Un giorno imprecisato del 1989 Stephen King invita i Ramones per vedere una partita di baseball in tv. In quell’occasione regala a Dee Dee Ramone una copia di quello che lui stesso definisce il suo romanzo più terrificante. Pochi mesi dopo esce Brain Drain, e all’interno dell’album c’è una canzone dedicata proprio a quel romanzo, il cui indimenticabile ritornello “I don’t wanna be buried in a pet sematary / I don’t want to live my life again” ha fatto da imprescindibile colonna sonora a tutta la mia lettura.
Ma Pet Sematary non ha affatto il tono scanzonato e rockeggiante della sua omonima canzone. È un romanzo tragico e crudele, in cui l’orrore non risiede tanto nel soprannaturale, quanto nell’uomo, e che ha come fulcro l’incapacità umana di prostrarsi di fronte all’unico avvenimento a cui non c’è rimedio: la morte. A cosa saremmo disposti, a quali orrori potremmo piegarci, quanto in là potremmo spingerci se avessimo la possibilità di riportare indietro qualcosa di caro?
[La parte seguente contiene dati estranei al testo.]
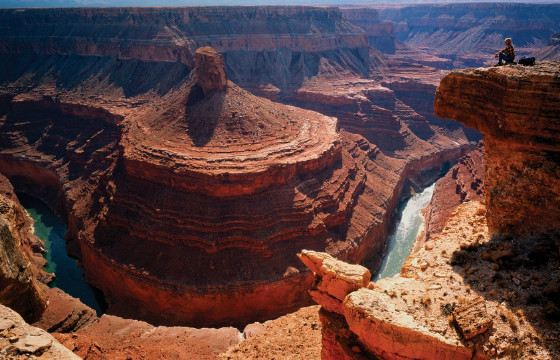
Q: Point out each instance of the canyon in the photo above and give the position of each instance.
(122, 152)
(194, 152)
(482, 283)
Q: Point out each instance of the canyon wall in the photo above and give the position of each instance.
(153, 155)
(19, 289)
(516, 108)
(275, 46)
(448, 36)
(480, 283)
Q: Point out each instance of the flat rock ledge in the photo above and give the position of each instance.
(19, 340)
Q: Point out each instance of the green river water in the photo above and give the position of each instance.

Tutto ha inizio quando Louis Creed si trasferisce con la moglie, i due figli e il loro gattone nero di nome Winston Churchill in una casetta nel Maine. Ben presto la famiglia scoprirà che sulla collina alle spalle della loro ridente abitazione c’è un cimitero per animali domestici, in cui i bambini del paese seppelliscono i loro amati animaletti, spesso caduti vittime della trafficata strada statale che scorre proprio di fronte alla casa dei Creed.
Dopo una serie di sogni terribilmente realistici però, Louis capisce che nascosto nei boschi oltre la barriera di tronchi che delimita il cimiero c’è ben altro…
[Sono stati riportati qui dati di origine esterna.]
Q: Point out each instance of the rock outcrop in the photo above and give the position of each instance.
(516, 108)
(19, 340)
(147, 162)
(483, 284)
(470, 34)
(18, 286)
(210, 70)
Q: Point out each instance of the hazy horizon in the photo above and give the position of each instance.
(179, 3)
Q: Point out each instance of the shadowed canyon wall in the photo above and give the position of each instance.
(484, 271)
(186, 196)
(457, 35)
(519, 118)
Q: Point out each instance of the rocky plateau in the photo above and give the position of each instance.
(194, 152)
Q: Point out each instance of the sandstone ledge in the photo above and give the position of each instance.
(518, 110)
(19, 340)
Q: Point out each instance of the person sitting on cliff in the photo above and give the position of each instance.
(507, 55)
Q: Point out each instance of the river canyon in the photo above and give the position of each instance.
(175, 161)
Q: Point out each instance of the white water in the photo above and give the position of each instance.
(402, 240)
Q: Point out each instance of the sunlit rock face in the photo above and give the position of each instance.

Sin dalle prime pagine non è difficile intuire i tragici risvolti dell’abisso a cui stiamo affacciando, ed è proprio questo ineludibile baratro a fare di Pet Sematary un capolavoro della suspense.
La piega degli eventi insomma è chiara fin da subito, spesso è addirittura l’autore stesso a fare anticipazioni sulla trama durante la narrazione, e nonostante ciò, o forse proprio per questo, non si può non continuare a scavare. Perché il punto non è sapere cosa accadrà, ma farsi capaci di quanto orrore può generare la mente umana, sostituire all’incredulità la consapevolezza di star andando incontro all’inevitabile, armati solo della speranza -forse vana- che la ragione abbia la meglio sul dolore.
Film tratti dal libro
Dal libro fu tratto nel 1989 un film diretto da Mary Lambert, uscito in Italia con titolo di Il cimitero vivente. Nella colonna sonora sono presenti due tracce dei Ramones, tra cui l’omonima Pet Sematary. Il film fu il primo adattamento di un libro di Stephen King a includere il suo nome nel titolo. Lo stesso King, sebbene deluso dalla trasposizione del libro, apparve nel film nel ruolo di un pastore al funerale.
Ci fu anche un seguito (con meno successo del primo) intitolato Cimitero vivente 2.
Nel 2019 è uscito un remake de Il cimitero vivente, stavolta mantenendo il titolo originale di Pet Sematary, diretto da Kevin Kölsch e Dennis Widmyer.